Mallarme's works are difficult, but rewarding. Sometimes, through the barriers of death, isolated human souls, and the thickets of two languages, he speaks to me. At least I want to believe he does ^^;
The White Waterlily shows the ultimate failure of human communication. In the online world Second Life, I attend several discussion groups. After each meeting, I come away with the feeling that the words mean something different to each of us, based on our education, bias, and life experiences. How can we comprehend all that context in a few short sentences? The word God, for example, is often connected with the word Father. If you has a good father, or a terrible father, then that word drags in a whole set of concepts to enliven God. But what if you never knew your father? Then, that word would bring none of the meaning the communicator expects us to be hearing.
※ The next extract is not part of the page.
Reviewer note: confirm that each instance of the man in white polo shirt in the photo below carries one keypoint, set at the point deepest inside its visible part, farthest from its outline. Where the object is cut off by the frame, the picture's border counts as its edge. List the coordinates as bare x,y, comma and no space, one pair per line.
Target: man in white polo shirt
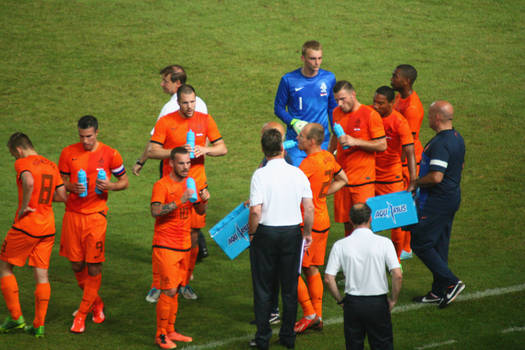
276,193
364,258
In Mallarme's prose poem, the rower sets out with specific goals, a search for water plants, to survey the property line, and to say hello to a friend. In his little boat the fragile self is carried along until a swamp halts his progress. In my mind, the swamp is all the clog of sensory data that is hurled at us day by day, compounded so very much since Mallarme's day. Then, he sees the "other"...he senses her presence, he imagines her thoughts...but he cannot ever know them. She makes no indication that she has even seen him. At last, he gives up and departs, taking one flower as a memory of the (non)-event.
In speaking to others, we use words that we hope will cut through the swamp and reach them intact and full of our intentions. But these words arrive naked, and are re-clothed by the hearer. So we must not only judge our own, posssible hidden, intentions, but guess at the mind of the hearer...what do they think we mean? In that moment, human communications fail, and we drift back downstream, clutching our version of the memory of what may have occurred.